Basic Trope: A small person who is very strong.
- Straight: Bob is 5'2" and weighs 120 lbs. But he can bench-press 400 lbs.
- Exaggerated:
- Bob is two feet tall and has Super-Strength; he can lift a house and toss it over his shoulder.
- Bob is ant-sized, yet can bench-press mountains or even landmasses.
- Downplayed: Bob is below average height and weight but has above average strength.
- Justified:
- Strength and size aren't always the same.
- Bob is a superhero or magic-user.
- Bob takes advantage of the Square-Cube Law.
- Inverted:
- Bob is 6'4" and 200 lbs, but is Weaksauce Weakness personified.
- Impossibly Graceful Giant
- Subverted: Bob claims to be stronger than he looks, but is beaten easily.
- Double Subverted: I Am Not Left-Handed.
- Parodied: Bob is smaller than an electron and he can move mountains beneath anyone's notice until it's already conspicuously gone from the landscape.
- Zig-Zagged: Bob has the ability to grow or shrink himself; he's super-strong when tiny and super-weak when big, or vice versa.
- Averted:
- Bob is small and weak.
- Bob is big (possibly 6'4" and 200 lbs), and very strong.
- Bob is of average strength and size.
- Enforced: The author wants to deliver An Aesop about the power of personal effort.
- Lampshaded: "I know size doesn't always matter, but something about Bob seems to take that line too far."

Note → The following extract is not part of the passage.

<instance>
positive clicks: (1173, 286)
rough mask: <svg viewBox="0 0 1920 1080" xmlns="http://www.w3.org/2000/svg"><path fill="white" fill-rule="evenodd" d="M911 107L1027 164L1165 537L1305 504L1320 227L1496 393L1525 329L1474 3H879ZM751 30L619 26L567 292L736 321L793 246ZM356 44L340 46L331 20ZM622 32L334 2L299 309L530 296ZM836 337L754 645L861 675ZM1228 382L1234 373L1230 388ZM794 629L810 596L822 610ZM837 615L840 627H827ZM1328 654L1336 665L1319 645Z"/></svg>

- Invoked: Bob works out in secret.
- Exploited:
- Bob enters a contest of strength, and he's up against big bodybuilder types.
- Bob's strength gives him a slight advantage in physical combat, but what really gives him an edge is the fact that his opponents don't expect it.
- Alternatively, Bob is both small and strong. Considering that being smaller typically means you're faster and harder to hit, Bob becomes a Lightning Bruiser.
- Defied: Bob is small and doesn't do much physical activity. Instead, he prefers intellectual hobbies like art, music, and chess to sports.
- Discussed: "Damn! Did you just see Bob?" "Yeah! Picked up that car like it was nothing!"
- Conversed: "I'm glad this is just a cartoon. Bob could never do that in reality."
- Implied: Bob is locked in a confined space alone with a heavy object and no mechanical aids with which to move it. When Alice checks on him moments later, she finds that the object has moved and Bob isn't even sweating.
- Deconstructed:
- Bob's small size makes him a Glass Cannon who can't take the pummeling bigger characters can.
- Bob suffers from Power Incontinence and always pushes at things with dangerous amounts of force far out of proportion to his stature.
- Reconstructed:
- See exploited.
- Bob learns how to NOT use too much of his strength, or gets a limiter he can take off in case shit gets real.
- Played for Laughs: Bob (a midget) bests Goliath (a huge bodybuilder type) in a wrestling match, then juggles an elephant, a kitchen sink, a toilet, a barbell, and a car to show off.
- Played for Drama: Bob wishes for Super-Strength, but it causes problems for him. Like accidentally crushing his infant daughter.